Luke put these words into Mary’s mouth many years after the event, of course. He wrote his Gospel around 80AD. But he didn’t just pluck these scenes out of the empty air. Luke’s imagination is guided by what he knew about the adult Jesus and his impact on those who followed him. He was part of a Christian community which had seen and been involved in the transformation of people’s lives as they came into contact with Jesus and his followers. Luke also wrote the book of Acts, from which our first reading came, and in it we heard about one of those transformations.  Peter and John, after the Resurrection and Ascension, had become leaders of the early church. One day as they were on their way into the Temple to pray, they came across a beggar, disabled from birth, unable to support himself any other way than begging. It was hard to avoid him. He was sitting at the gates of the Temple.
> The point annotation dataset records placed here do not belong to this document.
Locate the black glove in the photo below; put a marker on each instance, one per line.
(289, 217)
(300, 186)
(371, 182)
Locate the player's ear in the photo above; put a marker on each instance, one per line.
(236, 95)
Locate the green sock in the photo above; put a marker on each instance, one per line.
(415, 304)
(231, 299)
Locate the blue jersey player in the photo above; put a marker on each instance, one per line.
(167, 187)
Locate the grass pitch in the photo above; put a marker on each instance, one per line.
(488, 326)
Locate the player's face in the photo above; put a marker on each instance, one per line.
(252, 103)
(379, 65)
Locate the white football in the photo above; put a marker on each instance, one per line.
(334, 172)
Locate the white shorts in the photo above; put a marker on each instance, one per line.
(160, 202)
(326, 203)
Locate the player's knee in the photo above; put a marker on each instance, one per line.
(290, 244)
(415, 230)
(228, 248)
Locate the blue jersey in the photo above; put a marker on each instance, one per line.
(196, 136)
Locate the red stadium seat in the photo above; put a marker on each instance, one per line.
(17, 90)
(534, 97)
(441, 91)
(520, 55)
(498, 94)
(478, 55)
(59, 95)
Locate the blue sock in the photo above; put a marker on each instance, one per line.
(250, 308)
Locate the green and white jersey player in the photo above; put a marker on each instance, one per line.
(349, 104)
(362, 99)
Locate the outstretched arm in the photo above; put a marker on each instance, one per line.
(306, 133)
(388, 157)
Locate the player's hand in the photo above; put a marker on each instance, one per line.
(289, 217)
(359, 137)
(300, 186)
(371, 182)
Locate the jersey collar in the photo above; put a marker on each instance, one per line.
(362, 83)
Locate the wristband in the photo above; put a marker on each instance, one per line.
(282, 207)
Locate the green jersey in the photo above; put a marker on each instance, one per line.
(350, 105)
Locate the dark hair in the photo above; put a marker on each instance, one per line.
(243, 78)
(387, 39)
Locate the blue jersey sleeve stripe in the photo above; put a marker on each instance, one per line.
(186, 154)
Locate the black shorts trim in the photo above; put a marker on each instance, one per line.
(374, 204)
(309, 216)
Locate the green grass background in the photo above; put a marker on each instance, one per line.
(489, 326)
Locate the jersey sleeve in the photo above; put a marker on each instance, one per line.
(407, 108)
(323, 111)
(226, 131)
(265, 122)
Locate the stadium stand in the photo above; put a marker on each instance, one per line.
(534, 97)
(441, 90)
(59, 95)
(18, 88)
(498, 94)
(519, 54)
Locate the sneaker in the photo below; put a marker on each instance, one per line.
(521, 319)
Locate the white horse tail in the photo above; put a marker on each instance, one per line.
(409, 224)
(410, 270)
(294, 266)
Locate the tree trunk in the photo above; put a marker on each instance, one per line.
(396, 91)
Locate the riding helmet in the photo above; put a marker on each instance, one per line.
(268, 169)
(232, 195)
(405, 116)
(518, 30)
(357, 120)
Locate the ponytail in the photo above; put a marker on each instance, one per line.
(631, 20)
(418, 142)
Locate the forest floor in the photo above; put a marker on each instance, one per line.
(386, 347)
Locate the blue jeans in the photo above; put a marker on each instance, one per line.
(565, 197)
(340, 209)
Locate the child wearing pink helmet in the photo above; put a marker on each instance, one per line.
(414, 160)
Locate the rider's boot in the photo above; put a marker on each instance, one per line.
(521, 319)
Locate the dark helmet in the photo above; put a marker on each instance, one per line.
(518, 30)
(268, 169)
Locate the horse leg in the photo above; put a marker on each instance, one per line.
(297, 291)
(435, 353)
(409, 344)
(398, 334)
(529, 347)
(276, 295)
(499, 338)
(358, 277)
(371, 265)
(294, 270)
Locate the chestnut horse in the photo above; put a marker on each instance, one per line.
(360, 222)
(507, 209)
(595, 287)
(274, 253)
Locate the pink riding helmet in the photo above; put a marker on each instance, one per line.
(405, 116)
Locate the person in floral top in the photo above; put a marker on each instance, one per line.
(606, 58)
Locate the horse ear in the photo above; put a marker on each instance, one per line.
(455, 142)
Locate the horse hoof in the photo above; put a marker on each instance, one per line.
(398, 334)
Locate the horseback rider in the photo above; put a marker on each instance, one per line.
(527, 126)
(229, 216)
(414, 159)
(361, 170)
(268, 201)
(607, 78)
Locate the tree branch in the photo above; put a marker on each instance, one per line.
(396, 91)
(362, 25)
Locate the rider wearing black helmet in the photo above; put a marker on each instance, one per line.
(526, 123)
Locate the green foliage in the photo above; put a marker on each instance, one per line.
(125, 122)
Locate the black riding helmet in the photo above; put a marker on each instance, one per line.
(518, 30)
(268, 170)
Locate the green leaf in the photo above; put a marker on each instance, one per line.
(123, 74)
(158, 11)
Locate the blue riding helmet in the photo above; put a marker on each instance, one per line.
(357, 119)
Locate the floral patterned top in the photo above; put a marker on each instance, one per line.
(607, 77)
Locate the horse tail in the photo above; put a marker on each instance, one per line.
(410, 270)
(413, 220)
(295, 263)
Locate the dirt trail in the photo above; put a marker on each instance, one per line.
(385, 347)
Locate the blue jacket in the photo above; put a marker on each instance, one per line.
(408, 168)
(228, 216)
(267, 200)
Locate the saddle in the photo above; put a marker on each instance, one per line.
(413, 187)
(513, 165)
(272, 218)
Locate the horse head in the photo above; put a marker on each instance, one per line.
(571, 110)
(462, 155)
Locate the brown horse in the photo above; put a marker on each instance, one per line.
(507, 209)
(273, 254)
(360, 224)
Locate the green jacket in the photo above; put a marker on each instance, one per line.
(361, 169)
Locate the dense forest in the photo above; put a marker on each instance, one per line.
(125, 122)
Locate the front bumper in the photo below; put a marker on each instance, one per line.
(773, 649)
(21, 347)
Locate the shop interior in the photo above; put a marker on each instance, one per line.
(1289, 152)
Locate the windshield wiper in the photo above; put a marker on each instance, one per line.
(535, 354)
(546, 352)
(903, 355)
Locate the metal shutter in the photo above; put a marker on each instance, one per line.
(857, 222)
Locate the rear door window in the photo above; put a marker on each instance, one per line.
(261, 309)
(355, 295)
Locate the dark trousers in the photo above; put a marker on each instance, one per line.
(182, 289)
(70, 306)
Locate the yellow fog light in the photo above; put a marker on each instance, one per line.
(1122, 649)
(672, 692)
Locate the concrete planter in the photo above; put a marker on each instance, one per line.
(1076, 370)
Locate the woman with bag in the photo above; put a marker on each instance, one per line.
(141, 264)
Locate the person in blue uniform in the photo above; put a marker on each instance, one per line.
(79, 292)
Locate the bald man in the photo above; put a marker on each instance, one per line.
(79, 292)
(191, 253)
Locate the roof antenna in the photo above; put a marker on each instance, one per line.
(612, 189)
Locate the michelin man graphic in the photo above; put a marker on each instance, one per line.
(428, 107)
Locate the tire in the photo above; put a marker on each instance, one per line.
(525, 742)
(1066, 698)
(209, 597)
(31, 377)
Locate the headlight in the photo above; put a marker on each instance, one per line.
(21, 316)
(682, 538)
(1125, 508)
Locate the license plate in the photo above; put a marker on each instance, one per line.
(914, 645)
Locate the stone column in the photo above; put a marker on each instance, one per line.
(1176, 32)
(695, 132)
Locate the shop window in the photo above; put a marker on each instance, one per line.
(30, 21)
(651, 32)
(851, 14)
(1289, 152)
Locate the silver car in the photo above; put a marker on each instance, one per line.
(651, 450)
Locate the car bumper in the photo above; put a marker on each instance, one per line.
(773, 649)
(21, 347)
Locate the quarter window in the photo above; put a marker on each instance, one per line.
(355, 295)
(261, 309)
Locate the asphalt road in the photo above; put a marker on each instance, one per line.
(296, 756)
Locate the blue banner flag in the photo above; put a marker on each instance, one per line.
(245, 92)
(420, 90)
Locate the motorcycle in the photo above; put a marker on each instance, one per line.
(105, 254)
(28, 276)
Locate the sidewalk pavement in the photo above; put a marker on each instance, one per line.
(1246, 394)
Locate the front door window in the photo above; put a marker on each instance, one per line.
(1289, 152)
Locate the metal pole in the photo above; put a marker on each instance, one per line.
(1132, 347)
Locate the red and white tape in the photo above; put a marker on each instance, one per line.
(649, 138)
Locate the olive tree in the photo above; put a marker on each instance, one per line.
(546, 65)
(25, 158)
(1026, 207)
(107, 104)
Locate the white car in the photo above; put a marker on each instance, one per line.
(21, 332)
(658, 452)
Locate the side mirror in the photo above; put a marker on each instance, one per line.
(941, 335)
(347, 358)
It was a good place to catch people who might want to assuage their guilt with a quick donation. But he was also there because he couldn’t go any further in.

Disability and disease were widely understood as punishments from God, a sign that you were ritually unclean, so this was as far as he could go.  There he sat, day after day, as people went past him, probably not even looking at him. When he asked Peter and John for money, though, Peter didn’t respond as he expected. He didn’t just toss him a handful of small change, or hurry past averting his eyes. He stopped and “looked intently at him,” the Bible says. What was going through Peter’s mind? Perhaps he remembered the crowds of sick people who had come to Jesus “harassed and helpless, like sheep without a shepherd”? “I have no silver or gold,” said Peter, “but what I have I give you; in the name of Jesus Christ of Nazareth, stand up and walk”. And he “took him by the right hand and raised him up.” And the man was healed, not just physically, but emotionally, spiritually and socially too. “He entered the Temple with them” – this place from which he had been barred –“walking and leaping and praising God” – filled with joy, with his life restored to him.

The words Luke gives to Mary in her song are not just pious poetry, they set down the real experience of seeing people at the bottom of the heap receive their lives and their dignity back.  However we feel about the physical healings in the Bible, which don’t sit easily with our modern ways of thinking, it’s clear that “the lifting up of the lowly” wasn’t just a noble aspiration, but somehow part of the DNA of the early church.  And it is still part of the DNA of the church today. I spent this morning in the Hospice in the Weald, visiting someone there. I couldn’t do much but sit and hold her hand and pray, so that’s what I did, but it seemed to help. Dying can be a low place to be, and maybe my hand held out to hers lifted her up just a bit.  I talked to the chaplain there too, who day after day, lifts up those who are beaten down by illness or fear, and I know there is an army of volunteers there who in their different ways make that a blessed place to die. They aren’t all Christian, of course, but many of them are, because this is what we do. We do it in the foodbank too, and in countless other projects, as well as in the personal, neighbourly “lifting up” that goes on unseen and unsung in our community. This is what we do, and we do it because God in Christ has first done it for us - lifted us up, given us dignity, love and life in him.

Tonight we might be the ones who lift up those who have been brought low by life, or we might be in need of that lift ourselves, but whichever it is, in that outstretched hand, we touch the hand of God, and, like Mary, we rejoice.